STUDY BUDAYA MAHASISWA FIKOM KE SUKU BADUY


STUDY BUDAYA MAHASISWA FIKOM KE SUKU BADUY

Mungkin buat sebagian orang, jika ada yang menyebut “Baduy”, merasa sudah tak asing lagi, walau mengenalnya hanya dari internet. Suku Baduy adalah salah satu suku terasing yang ada di Indonesia. Beberapa suku terasing yang ada di Indonesia selain Suku Baduy adalah Suku Kombai dan Suku Korowai di Papua, Suku Dani di Papua tepatnya di Lembah Baliem Pegunungan Tengah, Suku Bauzi di Papua tepatnya di Lembah Mamberamo, Suku Kajang di Sulawesi Selatan tepatnya di Kabupaten Bulukumba, Suku Samin di Jawa Tengah (sekitar Blora, Pati dan sebagian wilayah Bojonegoro), Suku Anak Dalam di Jambi, Suku Laut atau Orang Laut (Orang Selat) di Kepulauan Riau, Suku Sakai di Riau, Suku Togutil (Suku Tobelo) di Maluku Utara tepatnya di perairan Sungai Dodaga hutan Totodogu dan Lolobata, Suku Polahi di Gorontalo tepatnya di pedalaman hutan Boliyohato.

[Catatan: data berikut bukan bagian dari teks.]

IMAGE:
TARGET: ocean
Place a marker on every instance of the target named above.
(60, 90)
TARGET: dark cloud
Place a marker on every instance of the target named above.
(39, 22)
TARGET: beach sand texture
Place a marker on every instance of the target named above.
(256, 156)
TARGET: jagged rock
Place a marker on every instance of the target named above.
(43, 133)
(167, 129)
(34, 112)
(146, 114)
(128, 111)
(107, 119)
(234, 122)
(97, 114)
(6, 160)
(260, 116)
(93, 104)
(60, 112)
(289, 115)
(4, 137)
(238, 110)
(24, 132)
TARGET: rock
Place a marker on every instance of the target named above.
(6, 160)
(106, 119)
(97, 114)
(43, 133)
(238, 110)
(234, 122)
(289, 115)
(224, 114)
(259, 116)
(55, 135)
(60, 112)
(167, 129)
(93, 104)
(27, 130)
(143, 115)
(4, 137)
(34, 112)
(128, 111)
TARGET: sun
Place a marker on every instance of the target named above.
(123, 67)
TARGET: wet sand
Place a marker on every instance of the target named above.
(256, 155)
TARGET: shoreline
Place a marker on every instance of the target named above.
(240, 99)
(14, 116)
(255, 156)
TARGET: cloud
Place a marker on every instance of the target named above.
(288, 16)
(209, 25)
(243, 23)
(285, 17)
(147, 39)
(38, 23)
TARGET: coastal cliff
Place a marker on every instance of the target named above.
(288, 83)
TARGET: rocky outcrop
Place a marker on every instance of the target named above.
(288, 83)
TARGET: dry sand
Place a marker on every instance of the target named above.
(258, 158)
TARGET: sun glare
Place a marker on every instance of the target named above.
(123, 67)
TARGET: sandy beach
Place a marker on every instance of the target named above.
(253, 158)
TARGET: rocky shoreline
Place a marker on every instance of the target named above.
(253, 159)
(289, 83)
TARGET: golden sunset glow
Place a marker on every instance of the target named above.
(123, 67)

Mahasiswa Institut Bisnis Muhammadiyah Bekasi (IBMB), program studi (prodi) Ilmu Komunikasi pada hari Minggu, 23 April 2017 lalu mengadakan studi pengamatan langsung ke Suku Baduy yang terletak di sekitar pegunungan Kendeng Desa Kenes, Kecamatan Leuwidamar Kabupaten Lebak-Banten. Hal ini dikaitkan dengan matakuliah Komunikasi Antar budaya dan Komunikasi Kelompok. Rombongan berangkat dari kampus IBMB jam 06.00WIB sampai di desa Ciboleger tepat di depan gapura Suku Baduy Luar, tepat saat adzan Dzuhur berkumandang. Jadi kurang lebih jarak yang kami tempuh sekitar 6 jam.

Mahasiswa IBMB prodi iIlmu Komunikasi mengadakan pengamatan setibanya di sana. Suku ini tidak mau menerima modernisasi dalam segala bidang. Suku Baduy terbagi menjadi dua yaitu suku Baduy Luar dan Suku Baduy Dalam. Suku Baduy Luar berciri khas menggunakan pakaian hitam-hitam dengan ikat kepala berwarna biru, sedangkan Suku Baduy Dalam mengenakan baju putih hitam dengan ikat kepala putih.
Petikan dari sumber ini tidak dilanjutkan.